OpenTelemetry (OTel) is the CNCF-standardized solution to vendor lock-in. It defines a universal instrumentation API, a collection of auto-instrumentation libraries for every major framework, and an export protocol (OTLP) that every major observability backend now supports. You instrument your application once with OTel and can send the data to any backend — Datadog, Grafana, ObservabilityOS, or all three simultaneously.
The OTel ecosystem has reached production-ready maturity. The Node.js SDK is stable, the instrumentation libraries for Express, Fastify, MongoDB, Redis, gRPC, and HTTP are actively maintained by the OpenTelemetry community and major vendors, and the OTLP protocol is supported by essentially every modern observability platform.
Installing the OpenTelemetry SDK for Node.js
The OpenTelemetry Node.js SDK is split into modular packages. You install the core SDK, the auto-instrumentation packages for your specific frameworks, and an exporter that sends data to your backend. This modularity means you only install what you need.
# Core SDK
npm install @opentelemetry/sdk-node
# Auto-instrumentation (loads all supported libraries automatically)
npm install @opentelemetry/auto-instrumentations-node
# OTLP exporter (sends to any OTLP-compatible backend)
npm install @opentelemetry/exporter-trace-otlp-http
npm install @opentelemetry/exporter-metrics-otlp-httpConfiguring Auto-Instrumentation
Auto-instrumentation patches the libraries you're already using — Express, HTTP, MongoDB, Redis — and creates spans automatically for every operation.
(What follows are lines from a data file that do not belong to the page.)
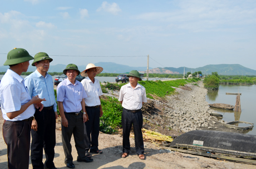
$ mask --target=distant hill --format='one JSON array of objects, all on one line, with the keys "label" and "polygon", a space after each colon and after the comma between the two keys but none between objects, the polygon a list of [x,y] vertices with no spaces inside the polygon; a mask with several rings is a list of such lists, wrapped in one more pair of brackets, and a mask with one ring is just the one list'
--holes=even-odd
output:
[{"label": "distant hill", "polygon": [[[132,70],[137,70],[140,73],[146,73],[146,67],[131,67],[127,65],[119,64],[112,62],[99,62],[95,64],[95,65],[103,68],[102,73],[124,73],[130,72]],[[66,68],[66,65],[57,64],[51,65],[49,72],[62,72]],[[80,71],[86,69],[86,65],[78,65]],[[6,71],[9,68],[8,66],[0,66],[0,71]],[[29,66],[28,71],[33,71],[36,70],[35,66]],[[159,74],[183,74],[184,67],[178,68],[173,67],[157,68],[152,69],[149,68],[149,73]],[[211,74],[211,72],[217,71],[220,75],[256,75],[256,70],[243,66],[240,64],[217,64],[208,65],[203,67],[197,68],[190,68],[185,67],[185,73],[187,72],[195,72],[201,71],[203,74]]]},{"label": "distant hill", "polygon": [[[127,65],[119,64],[112,62],[99,62],[94,64],[97,66],[103,68],[102,73],[124,73],[125,72],[130,72],[132,70],[138,71],[143,71],[147,69],[146,67],[131,67]],[[58,64],[56,65],[50,65],[48,72],[62,72],[66,68],[66,65]],[[85,70],[86,65],[77,65],[79,70],[81,71]],[[9,66],[0,66],[0,71],[6,71]],[[151,69],[152,68],[149,68]],[[36,66],[29,65],[28,71],[34,71],[36,70]]]},{"label": "distant hill", "polygon": [[[177,71],[180,74],[183,74],[184,67],[175,68],[164,68],[163,69],[170,70],[171,71]],[[208,65],[203,67],[195,69],[185,68],[185,73],[187,72],[195,72],[201,71],[203,74],[211,74],[211,72],[216,71],[220,75],[256,75],[256,70],[243,66],[240,64],[217,64]]]}]

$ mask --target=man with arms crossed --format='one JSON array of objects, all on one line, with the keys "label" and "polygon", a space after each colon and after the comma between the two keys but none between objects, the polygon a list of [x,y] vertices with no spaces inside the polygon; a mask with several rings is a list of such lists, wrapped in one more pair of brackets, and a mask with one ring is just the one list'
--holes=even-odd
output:
[{"label": "man with arms crossed", "polygon": [[57,101],[61,116],[62,144],[66,157],[65,162],[67,167],[74,168],[70,144],[72,134],[78,155],[77,162],[93,161],[85,156],[83,123],[87,118],[84,99],[87,95],[82,84],[76,80],[80,71],[75,64],[67,65],[63,73],[67,78],[61,82],[57,88]]},{"label": "man with arms crossed", "polygon": [[126,76],[129,77],[130,83],[121,88],[119,99],[123,107],[122,158],[126,157],[131,149],[129,136],[133,124],[136,152],[140,159],[144,160],[144,145],[141,132],[143,118],[141,109],[143,103],[147,102],[146,90],[137,83],[139,80],[141,80],[141,78],[137,70],[131,71]]},{"label": "man with arms crossed", "polygon": [[[86,144],[88,144],[90,152],[96,153],[102,153],[102,151],[99,150],[98,148],[98,137],[100,133],[100,117],[103,114],[100,96],[103,93],[100,81],[95,78],[96,74],[99,74],[102,70],[102,68],[96,66],[92,63],[89,63],[86,66],[86,69],[81,73],[81,76],[86,77],[81,83],[88,96],[85,99],[85,101],[89,120],[85,123],[85,130],[86,130],[89,142],[86,142]],[[86,136],[85,137],[86,139]],[[88,152],[86,152],[86,153]]]},{"label": "man with arms crossed", "polygon": [[[50,63],[52,61],[48,54],[40,52],[35,55],[32,65],[37,69],[25,78],[25,86],[31,97],[38,95],[46,101],[42,102],[43,109],[36,109],[35,119],[37,122],[37,131],[31,131],[31,163],[34,169],[56,168],[53,163],[54,147],[56,144],[55,128],[57,104],[53,89],[52,77],[47,73]],[[46,160],[43,164],[43,148]]]},{"label": "man with arms crossed", "polygon": [[0,84],[0,102],[4,119],[3,136],[7,145],[8,168],[28,168],[30,132],[37,130],[36,121],[32,120],[35,106],[40,107],[44,99],[35,96],[32,99],[21,76],[27,71],[29,61],[34,59],[22,48],[14,48],[7,54],[4,65],[9,68],[2,78]]}]

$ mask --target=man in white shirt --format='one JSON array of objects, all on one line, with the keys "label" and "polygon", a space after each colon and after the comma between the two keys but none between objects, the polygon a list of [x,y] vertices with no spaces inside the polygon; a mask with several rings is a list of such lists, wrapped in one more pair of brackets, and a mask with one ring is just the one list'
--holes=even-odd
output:
[{"label": "man in white shirt", "polygon": [[141,132],[143,118],[141,109],[143,103],[147,102],[146,90],[144,86],[137,83],[138,81],[141,80],[141,78],[137,70],[131,71],[126,76],[129,77],[130,83],[121,88],[119,99],[123,107],[122,158],[126,157],[131,149],[129,137],[131,126],[133,124],[136,152],[140,159],[144,160],[144,145]]},{"label": "man in white shirt", "polygon": [[[86,77],[81,82],[87,95],[85,101],[88,120],[85,123],[85,137],[86,141],[87,134],[88,142],[86,141],[85,144],[86,146],[88,147],[90,152],[96,153],[102,153],[102,151],[98,148],[98,137],[100,133],[100,117],[102,116],[103,112],[100,97],[102,95],[102,91],[100,81],[95,77],[102,70],[102,68],[89,63],[86,69],[81,73],[81,76]],[[88,150],[86,151],[87,153]]]},{"label": "man in white shirt", "polygon": [[35,106],[40,107],[46,101],[38,95],[32,99],[21,76],[27,71],[29,60],[33,59],[22,48],[14,48],[7,54],[4,65],[9,65],[0,84],[0,103],[4,119],[3,136],[7,145],[8,168],[28,168],[31,129],[36,131],[36,121],[32,120]]}]

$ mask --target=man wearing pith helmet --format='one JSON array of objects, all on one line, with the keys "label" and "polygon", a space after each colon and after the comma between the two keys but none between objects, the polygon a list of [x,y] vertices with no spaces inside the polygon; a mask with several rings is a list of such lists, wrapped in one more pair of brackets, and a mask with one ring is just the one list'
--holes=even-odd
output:
[{"label": "man wearing pith helmet", "polygon": [[[45,52],[35,55],[32,65],[36,70],[25,78],[25,86],[31,97],[38,95],[46,101],[42,102],[43,109],[39,111],[36,109],[35,119],[37,122],[37,131],[31,131],[31,159],[33,168],[56,168],[53,163],[54,147],[56,144],[55,127],[57,104],[53,89],[53,80],[47,73],[52,59]],[[46,160],[43,163],[43,148]]]},{"label": "man wearing pith helmet", "polygon": [[135,141],[135,149],[139,157],[144,160],[144,145],[141,129],[143,124],[141,107],[147,102],[146,90],[139,84],[141,80],[140,73],[132,70],[126,75],[130,83],[122,86],[120,89],[119,100],[123,107],[122,113],[122,158],[127,157],[131,150],[130,146],[130,131],[133,124]]},{"label": "man wearing pith helmet", "polygon": [[87,95],[82,84],[76,80],[76,76],[80,74],[77,65],[74,64],[67,65],[63,73],[67,78],[57,87],[57,101],[61,116],[62,145],[66,157],[65,162],[67,167],[74,168],[70,144],[72,134],[77,151],[77,162],[93,161],[85,156],[83,123],[87,121],[85,105]]},{"label": "man wearing pith helmet", "polygon": [[[102,153],[102,151],[99,150],[99,134],[100,133],[100,117],[103,115],[100,96],[103,93],[100,81],[95,76],[102,71],[103,68],[96,66],[92,63],[89,63],[86,68],[81,73],[81,75],[86,78],[81,82],[88,97],[85,99],[86,112],[89,120],[85,122],[85,130],[88,138],[88,144],[90,152]],[[86,136],[85,136],[86,138]],[[88,154],[86,150],[86,153]],[[90,153],[88,155],[90,155]]]},{"label": "man wearing pith helmet", "polygon": [[21,76],[33,59],[26,50],[14,48],[8,53],[4,64],[9,68],[0,84],[0,103],[4,119],[3,136],[7,145],[8,168],[28,168],[30,132],[31,129],[37,130],[36,121],[32,124],[35,107],[41,111],[43,105],[41,102],[46,101],[38,95],[31,99]]}]

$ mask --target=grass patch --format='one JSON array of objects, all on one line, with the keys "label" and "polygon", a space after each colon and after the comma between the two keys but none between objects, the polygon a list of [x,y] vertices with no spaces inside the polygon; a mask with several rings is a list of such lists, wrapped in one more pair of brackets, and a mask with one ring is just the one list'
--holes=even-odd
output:
[{"label": "grass patch", "polygon": [[122,107],[117,99],[106,96],[101,99],[103,115],[100,118],[100,131],[111,134],[122,127]]}]

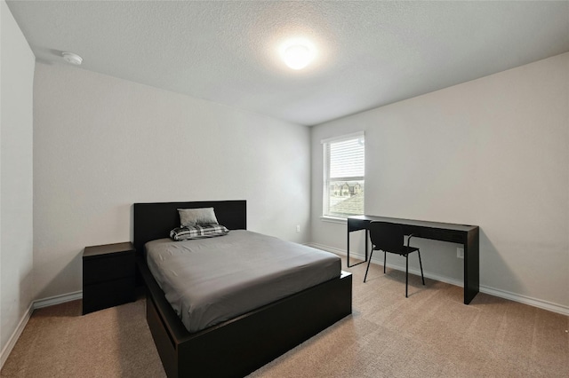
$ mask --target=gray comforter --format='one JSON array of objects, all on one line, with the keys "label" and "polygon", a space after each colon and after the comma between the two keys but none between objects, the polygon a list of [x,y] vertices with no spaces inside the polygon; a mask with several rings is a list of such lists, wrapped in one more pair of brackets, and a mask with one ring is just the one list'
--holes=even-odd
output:
[{"label": "gray comforter", "polygon": [[340,277],[336,255],[244,230],[146,244],[150,272],[189,332]]}]

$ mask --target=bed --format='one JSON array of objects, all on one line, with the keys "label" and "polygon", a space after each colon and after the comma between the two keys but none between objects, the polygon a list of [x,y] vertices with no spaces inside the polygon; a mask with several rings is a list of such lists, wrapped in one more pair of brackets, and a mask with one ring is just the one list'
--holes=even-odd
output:
[{"label": "bed", "polygon": [[150,272],[144,246],[179,225],[178,209],[209,207],[220,224],[246,230],[244,201],[133,205],[133,244],[146,287],[147,321],[169,377],[246,375],[351,313],[352,277],[342,272],[205,329],[188,331]]}]

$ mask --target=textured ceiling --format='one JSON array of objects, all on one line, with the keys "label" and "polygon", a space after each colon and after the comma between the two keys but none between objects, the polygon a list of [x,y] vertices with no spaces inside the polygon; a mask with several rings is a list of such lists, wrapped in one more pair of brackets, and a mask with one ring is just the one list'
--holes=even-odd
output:
[{"label": "textured ceiling", "polygon": [[[569,2],[8,1],[38,61],[314,125],[569,51]],[[284,39],[316,60],[293,71]]]}]

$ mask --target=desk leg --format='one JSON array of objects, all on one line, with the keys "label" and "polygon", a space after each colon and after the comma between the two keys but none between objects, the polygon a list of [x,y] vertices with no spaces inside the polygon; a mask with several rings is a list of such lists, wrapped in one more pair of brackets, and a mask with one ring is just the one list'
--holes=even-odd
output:
[{"label": "desk leg", "polygon": [[[354,230],[354,231],[359,231],[359,230]],[[368,254],[367,240],[369,240],[369,231],[365,229],[365,260],[360,261],[359,263],[357,263],[357,264],[349,264],[349,227],[348,227],[348,240],[346,242],[346,245],[348,246],[348,250],[346,251],[346,255],[348,256],[348,257],[346,258],[346,264],[348,265],[349,268],[351,268],[352,266],[359,265],[360,264],[367,263],[367,254]]]},{"label": "desk leg", "polygon": [[480,290],[480,241],[478,229],[469,232],[464,244],[464,304]]}]

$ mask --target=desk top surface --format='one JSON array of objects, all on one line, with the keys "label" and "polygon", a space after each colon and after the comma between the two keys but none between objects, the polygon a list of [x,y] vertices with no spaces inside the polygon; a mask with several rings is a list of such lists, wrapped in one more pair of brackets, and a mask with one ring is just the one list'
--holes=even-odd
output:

You configure it once in a separate file that you load before anything else. This is the most important pattern: the SDK must load before your application code.
The setup file should be loaded with Node's --require flag or by importing it as the very first statement in your entry point. Loading it after Express or Mongoose is initialized means the patching does not take effect, and your auto-instrumentation will silently produce no traces.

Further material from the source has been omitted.